Reflecting the program’s interdisciplinary study of the South, students enroll in seminars on Southern history, literature, music, religion, and other topics; take independent study courses that enable them to work closely with faculty; and participate in documentary methods workshops, such as oral history, photography, and filmmaking. Some students pursue internships that provide supervised work experience in cultural institutions.
A completed application includes the following:
- completed electronic application through the UM Graduate School;
- transcripts from all previous institutions attended, sent directly from the institution to the UM Graduate School;
- GRE scores;
- two letters of recommendation;
- a writing sample to share with the admissions committee;
- and a 500-word statement of purpose that articulates why joining the program is the next best step for the applicant.
The MA Curriculum
One can pursue an MA in Southern Studies following one of three tracks described below: thesis, documentary, or internship. All students select courses from at least two academic disciplines with a maximum of twelve hours in any single discipline. If you have questions, please contact Jessie Wilkerson.
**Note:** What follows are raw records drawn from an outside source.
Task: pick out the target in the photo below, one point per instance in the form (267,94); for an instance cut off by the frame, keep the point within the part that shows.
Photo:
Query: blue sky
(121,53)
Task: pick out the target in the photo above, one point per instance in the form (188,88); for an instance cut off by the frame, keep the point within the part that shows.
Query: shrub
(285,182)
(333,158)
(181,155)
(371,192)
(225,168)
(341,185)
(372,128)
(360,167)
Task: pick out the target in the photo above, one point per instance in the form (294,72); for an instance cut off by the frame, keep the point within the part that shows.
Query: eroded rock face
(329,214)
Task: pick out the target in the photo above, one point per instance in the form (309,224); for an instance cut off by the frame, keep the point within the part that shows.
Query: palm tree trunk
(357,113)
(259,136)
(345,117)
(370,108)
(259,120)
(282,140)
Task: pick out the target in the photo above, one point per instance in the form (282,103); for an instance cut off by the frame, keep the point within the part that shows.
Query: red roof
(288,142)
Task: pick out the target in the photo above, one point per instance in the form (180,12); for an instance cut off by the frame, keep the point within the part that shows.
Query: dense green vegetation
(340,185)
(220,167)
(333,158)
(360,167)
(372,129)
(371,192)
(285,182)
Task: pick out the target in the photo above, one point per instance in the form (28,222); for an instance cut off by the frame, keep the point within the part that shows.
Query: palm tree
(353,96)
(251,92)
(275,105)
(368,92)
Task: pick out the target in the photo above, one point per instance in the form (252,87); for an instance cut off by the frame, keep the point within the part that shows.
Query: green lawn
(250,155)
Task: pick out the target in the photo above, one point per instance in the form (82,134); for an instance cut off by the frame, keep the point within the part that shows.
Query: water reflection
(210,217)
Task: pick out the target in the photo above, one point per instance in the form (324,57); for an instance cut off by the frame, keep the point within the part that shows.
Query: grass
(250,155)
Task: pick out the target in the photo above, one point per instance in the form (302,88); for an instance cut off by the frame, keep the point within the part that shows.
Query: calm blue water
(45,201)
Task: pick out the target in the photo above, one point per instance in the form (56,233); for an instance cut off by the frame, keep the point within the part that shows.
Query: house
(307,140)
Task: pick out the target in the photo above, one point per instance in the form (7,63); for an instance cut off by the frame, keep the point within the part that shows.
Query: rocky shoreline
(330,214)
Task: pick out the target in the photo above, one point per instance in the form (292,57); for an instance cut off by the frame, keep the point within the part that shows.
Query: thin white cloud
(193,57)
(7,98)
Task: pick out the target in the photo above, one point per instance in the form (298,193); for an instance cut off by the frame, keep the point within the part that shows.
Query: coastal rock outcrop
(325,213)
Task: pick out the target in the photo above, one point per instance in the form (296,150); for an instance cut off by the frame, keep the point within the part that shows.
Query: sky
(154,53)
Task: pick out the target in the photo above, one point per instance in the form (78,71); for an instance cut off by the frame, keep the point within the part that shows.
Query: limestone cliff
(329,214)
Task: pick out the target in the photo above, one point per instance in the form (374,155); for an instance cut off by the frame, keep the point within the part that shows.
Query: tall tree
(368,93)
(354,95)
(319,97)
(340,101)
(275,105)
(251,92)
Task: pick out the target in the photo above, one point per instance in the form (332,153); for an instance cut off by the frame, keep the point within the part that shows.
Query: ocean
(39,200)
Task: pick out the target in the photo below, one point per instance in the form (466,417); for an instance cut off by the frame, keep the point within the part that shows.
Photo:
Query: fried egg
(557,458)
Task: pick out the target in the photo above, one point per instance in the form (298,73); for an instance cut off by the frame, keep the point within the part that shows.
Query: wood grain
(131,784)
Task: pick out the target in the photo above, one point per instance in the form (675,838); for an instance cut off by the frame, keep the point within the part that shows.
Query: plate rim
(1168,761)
The thesis degree consists of a minimum of 30 total hours of coursework, including SST 601 and 602, 18 separate hours of content classes, and a minimum of six thesis hours (SST 697). Coursework incorporates at least three disciplines (one may be Southern Studies) and may include two Independent Studies (SST 605). A thesis is a presentation of original scholarship in the form of written work (80–120 pages), accompanied by a final oral defense. Students should think about the thesis early in their programs: using seminar papers to formulate a thesis project helps facilitate research and can contribute to timely completion of the master’s degree. View a list of thesis topics pursued by M.A. students over the years.
The documentary track is similar to the thesis track in that it requires SST 601 and 602, 18 hours of additional coursework including 533 (Fieldwork & Oral History), either 534 (Documentary Photography) or 537 (Introduction to Documentary Film-Making), and at least 6 hours of thesis. (NOTE: SST 533 is a prerequisite for both SST 534 and 537.) The student presents a final documentary project—using audio, still photography, film, or a combination thereof—along with an essay (50-60 pages) that chronicles the evolution of the student’s thinking regarding the documentary process and the development of his/her final project. Students on this track assemble a three-member committee to oversee their work, just as students on the thesis and internship tracks do.
This option requires a minimum of 36 hours of graduate coursework, which includes SST 601, 602, and 30 additional hours. The non-thesis option requires an internship for at least six credit hours (SST 603), an internship paper (40-50 pages), and a colloquium presentation growing out of the internship. A student interested in pursuing this track should make arrangements with a suitable institution to set up the internship. Faculty members may participate in this process, but it is ultimately the student’s responsibility to secure the position. Internships may not be completed as part of a student’s regular employment. An on-campus faculty member will advise the student and generally oversee the project. A representative of the sponsoring institution will supervise the intern on site. Students will hold the internship for the duration of an entire semester, working approximately 20 hours a week. Students on the internship track assemble a three-member committee just as students on the other two tracks do. View a list of internships completed by past students.